The Sundays of July 1770 saw, on the stretch of sea which separates Capo Posillipo from the Ponte della Maddalena, what must have seemed a miracle: a smart carriage, with many horses and a coachman, careering across the waves. This was the last time the Prince of Sansevero was to amaze the Neapolitans and visitors. Shortly afterwards, on 22 March 1771, he died in his palace in Largo San Domenico Maggiore.
In reality, the horses of the carriage – as Pietro d’Onofrj explains in his Extemporised Eulogy to King Charles (1789) – were made of cork, and the unusual craft went fast thanks to a cunning system of paddlewheels, designed by Raimondo di Sangro. In d’Onofrj’s book, the drawing of the sea-going carriage by Francesco Celebrano is engraved in copper by Giuseppe Aloja in a splendid folding illustration. It was Celebrano who, carrying out the Prince’s project, built the carriage, of which di Sangro also kept a model in his apartment.

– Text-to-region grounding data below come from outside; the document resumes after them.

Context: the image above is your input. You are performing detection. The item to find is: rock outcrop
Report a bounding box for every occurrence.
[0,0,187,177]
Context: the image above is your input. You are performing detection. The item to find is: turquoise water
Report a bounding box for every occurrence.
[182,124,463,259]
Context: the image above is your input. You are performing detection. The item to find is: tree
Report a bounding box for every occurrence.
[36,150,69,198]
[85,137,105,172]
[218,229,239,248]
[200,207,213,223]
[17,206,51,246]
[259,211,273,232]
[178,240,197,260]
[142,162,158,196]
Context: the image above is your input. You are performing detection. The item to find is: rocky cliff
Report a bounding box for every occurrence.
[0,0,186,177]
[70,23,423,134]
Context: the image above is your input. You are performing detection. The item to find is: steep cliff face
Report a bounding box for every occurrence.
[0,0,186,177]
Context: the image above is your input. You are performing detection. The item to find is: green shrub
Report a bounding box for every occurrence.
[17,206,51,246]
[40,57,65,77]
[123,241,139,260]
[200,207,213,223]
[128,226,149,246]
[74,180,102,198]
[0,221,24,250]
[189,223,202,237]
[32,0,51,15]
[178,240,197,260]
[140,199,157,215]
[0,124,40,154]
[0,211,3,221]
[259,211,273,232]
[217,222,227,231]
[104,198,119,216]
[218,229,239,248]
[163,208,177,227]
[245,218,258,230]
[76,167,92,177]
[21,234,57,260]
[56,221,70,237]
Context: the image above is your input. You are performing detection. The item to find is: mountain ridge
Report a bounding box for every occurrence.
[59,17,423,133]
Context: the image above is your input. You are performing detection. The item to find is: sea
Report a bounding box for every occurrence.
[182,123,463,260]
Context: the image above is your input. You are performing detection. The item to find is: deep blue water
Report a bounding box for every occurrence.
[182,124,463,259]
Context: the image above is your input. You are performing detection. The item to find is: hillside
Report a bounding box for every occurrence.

Here are a number of news reports about these “sea rides” from the «Gazzetta di Napoli» of 24 July 1770: “The Prince of Sansevero having invented, and had built under his direction […] a boat to represent a carriage capable of holding twelve people, which with the simple movement of its four wheels” advanced “more than if it had oars or sails”, offered “to the eyes of the spectators a pleasant composition and a surprising view”. After testing it at Capo Posillipo, “he has wished over the past Sundays to make this public spectators, crossing in it from the said Capo […] as far as the Ponte della Maddalena, so that all could admire […] the steady unvarying movement, and the high speed, with which the device pushed ahead made its way”.